SINGKAWANG KITA – Pihak sekolah SMP Barito menunda pelaksanaan proses belajar mengajar tatap muka pada 4 Januari 2021 mendatang.
“Sebenarnya kita sudah mempersiapkan segala sesuatunya untuk menghadapi proses belajar mengajar tatap muka di sekolah pada 4 Januari mendatang. Namun, berhubung Singkawang masih dalam kategori Zona Oranye mau tidak mau pelaksanaan tatap muka kita tunda,” kata Kepala Sekolah SMP Barito Singkawang, Deddy, Minggu (27/12).
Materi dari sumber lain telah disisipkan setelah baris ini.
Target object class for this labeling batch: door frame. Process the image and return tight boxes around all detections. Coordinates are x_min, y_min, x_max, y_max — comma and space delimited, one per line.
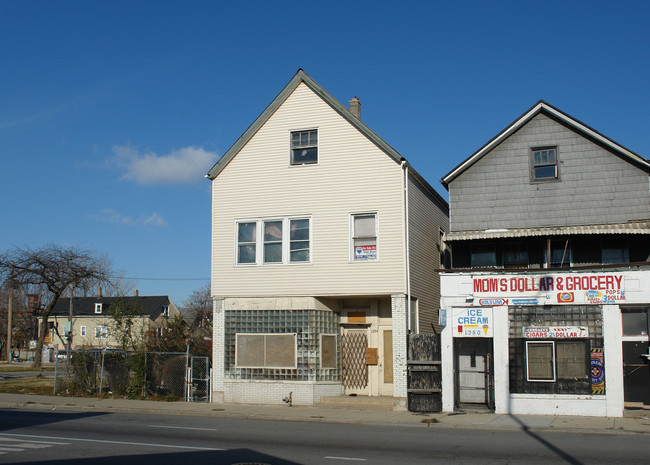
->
453, 337, 495, 410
Dia mengungkapkan, sebenarnya sekolah SMP Barito Singkawang termasuk salah satu dari 17 sekolah yang memenuhi syarat untuk melaksanakan proses belajar mengajar tatap muka pada 4 Januari mendatang.
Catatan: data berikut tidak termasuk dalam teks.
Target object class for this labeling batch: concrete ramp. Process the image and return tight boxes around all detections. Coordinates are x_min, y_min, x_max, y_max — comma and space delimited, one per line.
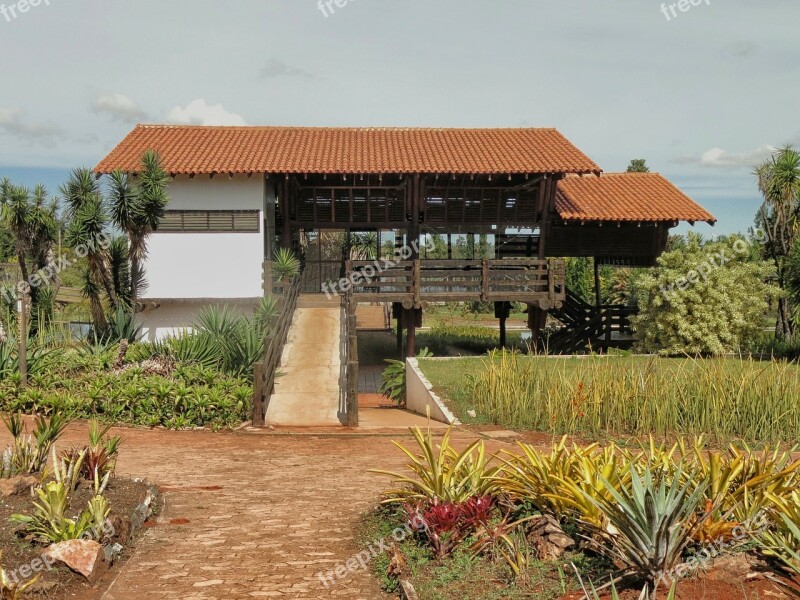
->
266, 295, 342, 427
“Tetapi dari Ketua Yayasan menyampaikan, selama masih dalam Zona Oranye sebaiknya belajar tatap muka ditunda dulu,” ujarnya.
Mengenai penundaan ini, dirinya mengaku harus bijaksana, terlebih hal ini menyangkut hajat kesehatan.
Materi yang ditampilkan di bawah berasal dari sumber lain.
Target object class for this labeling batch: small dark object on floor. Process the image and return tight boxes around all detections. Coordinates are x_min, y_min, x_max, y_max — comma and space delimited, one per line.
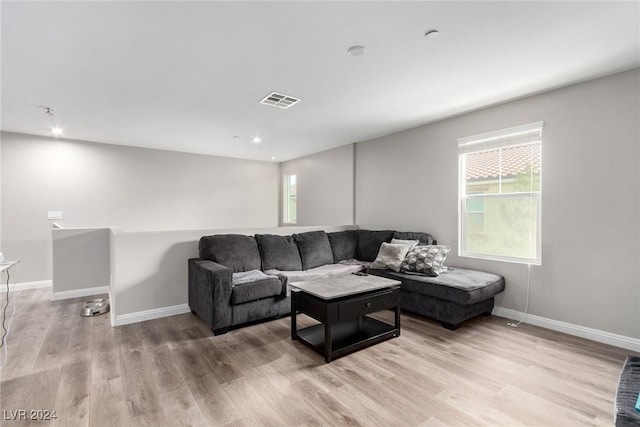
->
615, 356, 640, 427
“Jadi sementara ini kita ikuti dulu aturan yang ada. Nanti jika memang sudah dalam kondisi baik, kita akan tetap laksanakan proses belajar mengajar tatap muka,” ungkapnya.
Wali Kota Singkawang, Tjhai Chui Mie mengatakan, bagi sekolah yang masih ingin melaksanakan proses belajar mengajar tatap muka hendaknya memperhatikan protokol kesehatan.
“Jangan sampai ada sekolah yang melanggar aturan SK 4 Menteri, kemudian sekolah juga harus siap menjalankan protokol kesehatan,” katanya.
Dia juga meminta agar pihak sekolah bisa mengatur siswa siswinya sewaktu pelaksanaan proses belajar mengajar tatap muka.
“Jangan sampai terjadi kerumunan di sekolah,” ujarnya.